Le tribunal de commerce d’Aubenas, dans son jugement du 3 février 2026, a statué sur la recevabilité d’une action engagée par un cessionnaire de parts sociales et la société cédée.
Les faits opposent un acquéreur de parts sociales à un cédant, après la découverte d’anomalies de gestion et l’ouverture d’un redressement judiciaire. Le cessionnaire et la société ont assigné le cédant en responsabilité contractuelle et pour dol.
La question de droit centrale portait sur la recevabilité de l’action de la société en redressement judiciaire, engagée sans son mandataire judiciaire. Le tribunal a dû déterminer si l’action relevait de l’intérêt collectif des créanciers.
Le tribunal a déclaré irrecevables les demandes de la société et du cessionnaire, considérant que l’action relevait de l’intérêt collectif des créanciers. Il a jugé que la société ne pouvait agir sans son mandataire judiciaire.
I. L’irrecevabilité de l’action pour défaut de qualité à agir
Le tribunal a appliqué strictement les règles de représentation des personnes morales en procédure collective. Il a fondé sa décision sur le monopole d’action du mandataire judiciaire pour les actions relevant de l’intérêt collectif.
A. L’application des règles de la procédure collective
Le tribunal rappelle que « le mandataire judiciaire a seul qualité pour agir au nom et dans l’intérêt collectif des créanciers » (Motifs). Cette règle impérative prive la société débitrice du droit d’agir seule.

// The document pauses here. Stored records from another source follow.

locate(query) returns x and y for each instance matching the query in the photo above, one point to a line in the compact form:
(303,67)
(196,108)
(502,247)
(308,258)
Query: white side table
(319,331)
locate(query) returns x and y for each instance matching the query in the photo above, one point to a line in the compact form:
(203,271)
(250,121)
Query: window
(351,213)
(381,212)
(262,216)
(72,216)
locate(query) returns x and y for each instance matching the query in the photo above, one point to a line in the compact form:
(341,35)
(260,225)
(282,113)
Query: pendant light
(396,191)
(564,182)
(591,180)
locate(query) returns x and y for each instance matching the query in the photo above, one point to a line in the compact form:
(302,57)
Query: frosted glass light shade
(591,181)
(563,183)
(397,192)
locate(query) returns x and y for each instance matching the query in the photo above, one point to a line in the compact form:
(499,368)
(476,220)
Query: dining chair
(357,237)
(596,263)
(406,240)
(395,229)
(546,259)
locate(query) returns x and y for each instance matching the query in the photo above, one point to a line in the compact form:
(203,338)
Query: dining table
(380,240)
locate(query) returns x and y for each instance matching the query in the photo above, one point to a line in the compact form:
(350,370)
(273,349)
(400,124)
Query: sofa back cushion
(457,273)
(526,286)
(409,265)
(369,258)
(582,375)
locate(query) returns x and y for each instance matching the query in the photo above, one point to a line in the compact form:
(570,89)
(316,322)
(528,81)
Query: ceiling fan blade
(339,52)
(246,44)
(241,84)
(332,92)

Le sens de cette solution est de protéger l’égalité entre les créanciers et la bonne administration de la procédure. La valeur de cette décision est de rappeler le rôle central du mandataire dans la défense du gage commun.
La portée de ce principe est absolue : toute action tendant à augmenter l’actif ou à réduire le passif relève de cette compétence exclusive. Le tribunal n’a pas opéré de distinction selon la nature de la demande.
B. L’indivisibilité des demandes comme conséquence procédurale
Le tribunal a jugé que « les demandes de la société et du cessionnaire sont juridiquement liées et ne peuvent être traitées séparément » (Motifs). Cette indivisibilité a entrainé l’irrecevabilité globale de l’action.
La valeur de ce raisonnement est de sanctionner l’absence de mise en cause du mandataire judiciaire. Il s’agit d’une fin de non-recevoir qui peut être soulevée en tout état de cause.
La portée de cette indivisibilité est large, puisqu’elle interdit au cessionnaire d’agir seul sur le fondement de la garantie de passif. L’acquéreur se voit privé de son action individuelle en l’absence du représentant de la procédure.
II. La portée de l’irrecevabilité sur les prétentions des parties
La décision du tribunal a pour effet d’éteindre l’instance sans examen au fond des moyens soulevés par les parties. Elle ne préjuge pas du bien-fondé des demandes.
A. L’absence d’examen des moyens de fond
Le tribunal n’a pas statué sur la responsabilité contractuelle du cédant ni sur l’existence d’un dol. Il n’a pas non plus examiné la validité de la garantie de passif ou de la clause de non-concurrence.
Le sens de cette abstention est de respecter la règle selon laquelle l’irrecevabilité prime sur le fond. La valeur de cette solution est d’éviter une contradiction avec une éventuelle action future menée par le mandataire.
La portée est que les parties conservent la possibilité de saisir à nouveau le tribunal dans une instance régulière. Le cessionnaire devra associer le mandataire judiciaire à toute nouvelle action.
B. Le sort des demandes accessoires et des dépens
Le tribunal a dit « n’y avoir lieu à application des dispositions de l’article 700 du code de procédure civile » (Motifs). Il a laissé les dépens à la charge des demandeurs irrecevables.
Le sens de cette décision est de ne pas aggraver la situation financière d’une société déjà en difficulté. La valeur de cette solution est de modérer les conséquences financières de l’irrecevabilité.
La portée de cette solution est limitée, car elle n’empêche pas le mandataire de reprendre l’action. Les dépens exposés constituent une perte sèche pour les demandeurs, sans préjudice de l’action à venir.